Pseudomonas aeruginosa MutL protein functions in Escherichia coli

大肠杆菌 生物 DNA错配修复 铜绿假单胞菌 DNA 甲基化 氨基酸 DNA修复 生物化学 基因 遗传学 细菌
作者
Daniela K. Jacquelín,Adrián Filiberti,Carlos E. Argaraña,José Luis Barra
出处
期刊:Biochemical Journal [Portland Press]
卷期号:388 (3): 879-887 被引量:20
标识
DOI:10.1042/bj20042073
摘要

Escherichia coli MutS, MutL and MutH proteins act sequentially in the MMRS (mismatch repair system). MutH directs the repair system to the newly synthesized strand due to its transient lack of Dam (DNA-adenine methylase) methylation. Although Pseudomonas aeruginosa does not have the corresponding E. coli MutH and Dam homologues, and consequently the MMRS seems to work differently, we show that the mutL gene from P. aeruginosa is capable of complementing a MutL-deficient strain of E. coli. MutL from P. aeruginosa has conserved 21 out of the 22 amino acids known to affect functioning of E. coli MutL. We showed, using protein affinity chromatography, that the C-terminal regions of P. aeruginosa and E. coli MutL are capable of specifically interacting with E. coli MutH and retaining the E. coli MutH. Although, the amino acid sequences of the C-terminal regions of these two proteins are only 18% identical, they are 88% identical in the predicted secondary structure.
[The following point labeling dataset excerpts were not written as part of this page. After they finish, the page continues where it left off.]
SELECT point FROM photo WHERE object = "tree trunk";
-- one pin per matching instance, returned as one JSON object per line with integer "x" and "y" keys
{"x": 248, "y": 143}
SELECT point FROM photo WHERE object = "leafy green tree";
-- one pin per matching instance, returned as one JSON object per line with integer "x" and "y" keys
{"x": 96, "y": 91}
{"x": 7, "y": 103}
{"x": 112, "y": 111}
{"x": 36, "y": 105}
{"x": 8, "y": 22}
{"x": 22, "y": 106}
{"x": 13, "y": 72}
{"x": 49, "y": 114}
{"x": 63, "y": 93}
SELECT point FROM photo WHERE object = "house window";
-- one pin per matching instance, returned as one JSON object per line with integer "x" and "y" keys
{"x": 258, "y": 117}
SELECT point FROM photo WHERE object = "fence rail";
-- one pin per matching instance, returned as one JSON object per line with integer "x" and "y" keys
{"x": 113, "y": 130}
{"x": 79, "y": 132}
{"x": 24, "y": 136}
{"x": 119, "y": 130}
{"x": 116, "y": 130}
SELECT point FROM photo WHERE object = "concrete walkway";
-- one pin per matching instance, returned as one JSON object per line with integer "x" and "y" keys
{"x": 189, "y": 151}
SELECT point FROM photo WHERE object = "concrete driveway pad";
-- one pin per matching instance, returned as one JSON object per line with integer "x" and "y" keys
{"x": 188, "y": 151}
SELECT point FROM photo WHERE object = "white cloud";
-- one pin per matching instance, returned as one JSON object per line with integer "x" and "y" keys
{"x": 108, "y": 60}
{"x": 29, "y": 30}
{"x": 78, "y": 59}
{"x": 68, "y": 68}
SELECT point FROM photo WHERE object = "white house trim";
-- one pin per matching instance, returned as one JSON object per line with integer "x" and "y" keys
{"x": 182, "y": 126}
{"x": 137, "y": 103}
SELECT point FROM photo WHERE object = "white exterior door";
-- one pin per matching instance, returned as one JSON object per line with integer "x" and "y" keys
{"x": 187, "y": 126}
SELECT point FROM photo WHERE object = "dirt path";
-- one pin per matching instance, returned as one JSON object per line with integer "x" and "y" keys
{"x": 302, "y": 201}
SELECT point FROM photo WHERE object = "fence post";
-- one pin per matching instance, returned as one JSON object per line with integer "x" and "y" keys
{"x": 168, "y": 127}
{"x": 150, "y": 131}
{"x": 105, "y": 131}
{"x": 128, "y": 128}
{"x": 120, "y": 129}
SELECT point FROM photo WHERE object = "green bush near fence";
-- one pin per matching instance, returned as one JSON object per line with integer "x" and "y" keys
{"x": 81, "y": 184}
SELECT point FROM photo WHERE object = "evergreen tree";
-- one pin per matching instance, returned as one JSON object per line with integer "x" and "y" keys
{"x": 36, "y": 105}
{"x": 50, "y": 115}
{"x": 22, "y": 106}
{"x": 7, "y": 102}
Finally, by analysing (E. coli–P. aeruginosa) chimaeric MutL proteins, we show that the N-terminal regions of E. coli and P. aeruginosa MutL proteins function similarly, in vivo and in vitro. These new findings support the hypothesis that a large surface, rather than a single amino acid, constitutes the MutL surface for interaction with MutH, and that the N- and C-terminal regions of MutL are involved in such interactions.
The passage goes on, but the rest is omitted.